Who is “The Visual Communication Guy”?

CurtisNewbold_Headshot0855Hi, there! Thank you for visiting my website. My name is Curtis Newbold, in case you’re curious, and I’m the writer/developer/designer of this website. I love communication and I love visuals, so it was natural for me to spend a good portion of my life working on a PhD in a program from Clemson University called Rhetorics, Communication, and Information Design. 

As a communications professor and consultant, I teach and advise adults and businesses on a wide variety of subjects related to human communication. In fact, I’ve taught and consulted in all kinds of fun stuff, including information design, layout, desktop publishing, editing, business writing, public speaking, professional communication, web development and design, popular science journalism, wayfinding design, infographics, rhetoric, and well, you get the point.

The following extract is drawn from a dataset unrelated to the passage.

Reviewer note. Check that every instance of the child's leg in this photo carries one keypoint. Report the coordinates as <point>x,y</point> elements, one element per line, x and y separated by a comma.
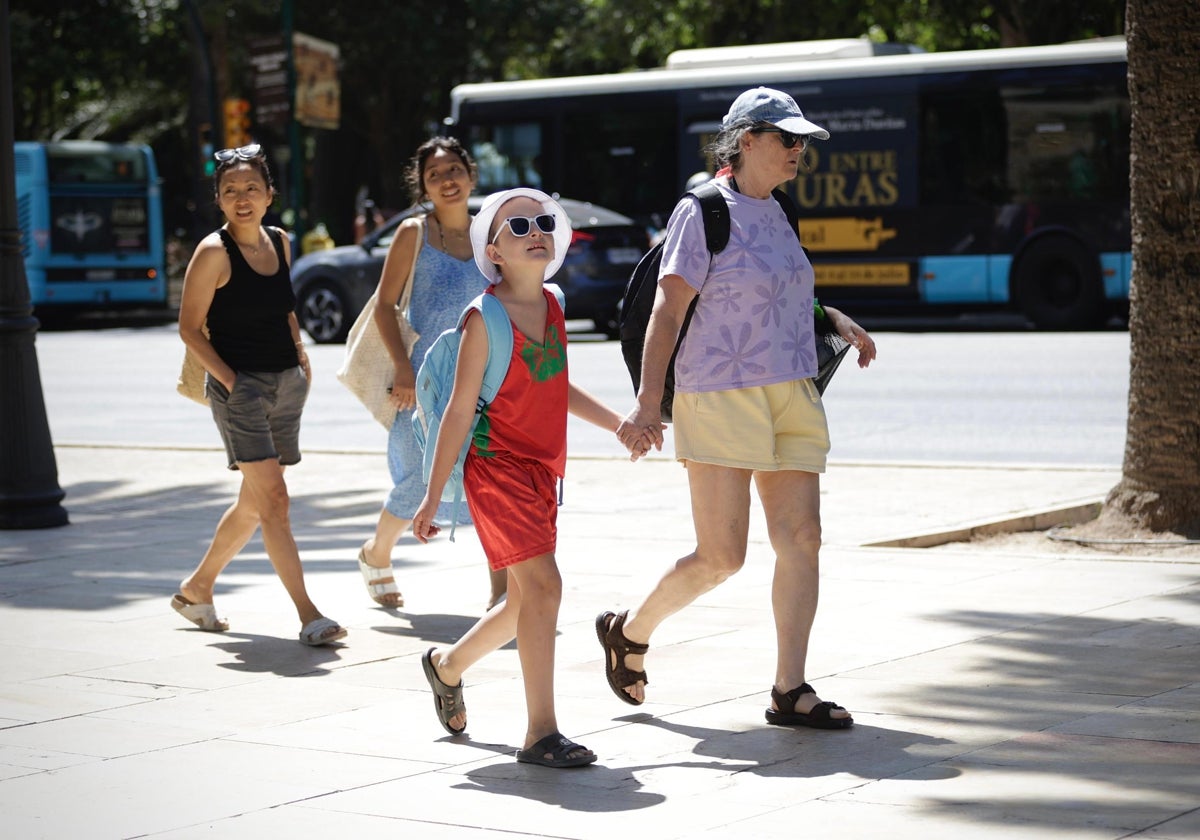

My passion (perhaps strange obsession), however, is in visual communication. I have taught college courses now for about eleven years and the more I do it, the more I realize a somewhat bizarre phenomenon: visual communication, as pervasive as it is, is a literacy skill few people have. I guess you could say that it has become my strange desire to help spread the word.

At my core, you could say that I’m a sucker for good design. I’m persuaded by it, I believe it’s good for society, and I have fun learning about it and trying to practice it. And I think it’s as important for others to be literate in visual communication these days as it is to know the fundamentals of grammar. So, here I am, building a whole website on the topic. Perhaps I’m just a little bit crazy.

Currently, I’m in the communication department at Westminster College in Salt Lake City and I’m the program director of our Master’s of Strategic Communication program. When I’m not designing and teaching, I’m outside. After all, raw nature is the best visual communicator.

Please see my curriculum vita for information about my professional background.

Who Else Contributes?


Hi! I’m Alisa Scott, the digital content developer intern for this website. I am a communication student at Westminster College with a minor in English. I enjoy the areas of visual communication, design, writing, social media, advertising and public relations. Although still undecided on what I want to be when I grow up, I am currently aspiring to work in public relations. When I’m not studying or working, I can be found experiencing various worlds through books and television or hanging around on social media.

What is Visual Communication?

In a nutshell, visual communication is the stuff (neon lights, parking signs, cereal boxes, bumper stickers, resumes, olive oil labels) around us that persuade us to buy or to move or to act because of how our brain reacts to what our eyes see. Our reactions to visual communications can be visceral, emotionally charged, culturally-influenced, logically concluded, or affected simply by personal taste. After all, I’ll be the first to admit that I choose my shampoo based on how the bottle looks (and my wife just rolls her eyes at me!).

But good visual communication isn’t just about duping people into emptying their pockets on commodities like shampoo (at least, not entirely—that’s for the marketing wizards). Good visual communication, simply put, is good for people. It makes us all feel better about our products, our choices, our lifestyles. Good visual communication is good for safety (think easy-to-read road signs), multicultural communication (like when you’re in Paris, and you look for the restroom signs, but don’t speak a lick of French), and learning (like completing instructions or viewing a diagram in your organic chemistry class.) Good visual communication also sends a message of professionalism and commitment to the people we are communicating to—just as much as grooming and cleanliness communicate attitudes and interest in others. Visual communication affects our moods, our expectations, and our choices. Think about the ease (or pain) of navigating an airport or museum. The placement of signs within an architectural space is an important form of visual communication called “Wayfinding.” Good signage makes us feel comfortable and we, even tacitly and unconsciously, appreciate it.  And so it goes for all good visual communication.


Why create a website about visual communication?

Because visual communication is cool. It’s also very important, but a widely forgotten literacy skill taught in schools. I have come to realize that while there are plenty of good resources out there for aspiring and professional graphic artists to improve design, there isn’t a great central location for everyday visual communicators, like you and me. I don’t consider myself a professional graphic designer, but I communicate visually everyday with the stuff I produce (anything from course syllabi to instructions). For professionals and regular Joes alike, I hope this site can bring a community together to boost our visual literacy.

When we consciously think about how we communicate visually, we realize the impact on the people we are communicating to. Some of the impact is visceral and fleeting. Much of the impact, though, affects how people literally act and feel. If our visual communication is poor, think about what that makes people do and how that makes people feel! I want people to make good choices, ones they feel confident in, and I want people to feel good when being communicated to.  Don’t we all?